Researchers in Japan have developed a laser that operates at room temperature and measures only about 9 × 15 μm.

Toshihiko Baba and his colleagues Kengo Nozaki and Shota Kita at Yokohama National University constructed the device by drilling an array of holes in a slab of gallium indium arsenide phosphate using electron beam lithography. The wafer had a photoluminescence peak of 1.55 μm. Unlike with typical quantum-well wafers fabricated in this manner, the investigators offset two of the holes near the center of the slab (see figure). With this intentional “defect,” the array enabled the device to exclude most wavelengths that might pass through the device.

Courtesy of Yokohama National University, Japan.


They pumped the wafer with a 0.98-μm CW laser with a spot diameter of 2.5 μm.

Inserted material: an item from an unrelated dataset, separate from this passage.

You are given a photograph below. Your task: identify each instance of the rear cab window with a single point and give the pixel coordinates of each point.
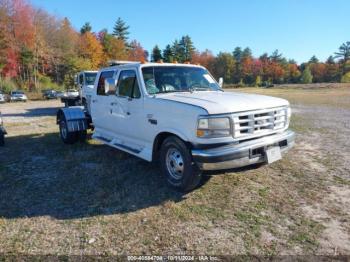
(101, 91)
(128, 85)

They observed that the device could generate CW beams in either of two different designs. At an effective pump power of 1.2 μW, the device reached a 40-dB peak over background and a resolution-limit spectral width of 0.06 nm, providing a Q of 20,000 in the first design; and, at 2.4 μW, a 25-dB peak, a spectral width of 1.0 nm and a Q of 1500 in the second design with a near-thresholdless operation. The entire device’s ability to use a pump operating at 1.2 μW ensures that it can operate at room temperature with no external cooling.

Time-domain measurements made using a photomultiplier tube from Hamamatsu showed that the laser’s spontaneous emissions were enhanced by the Purcell effect.

The device ultimately may find use in subminiaturized optical communications systems or as single-photon emitters. The researchers report their findings in the June 11 issue of Optics Express.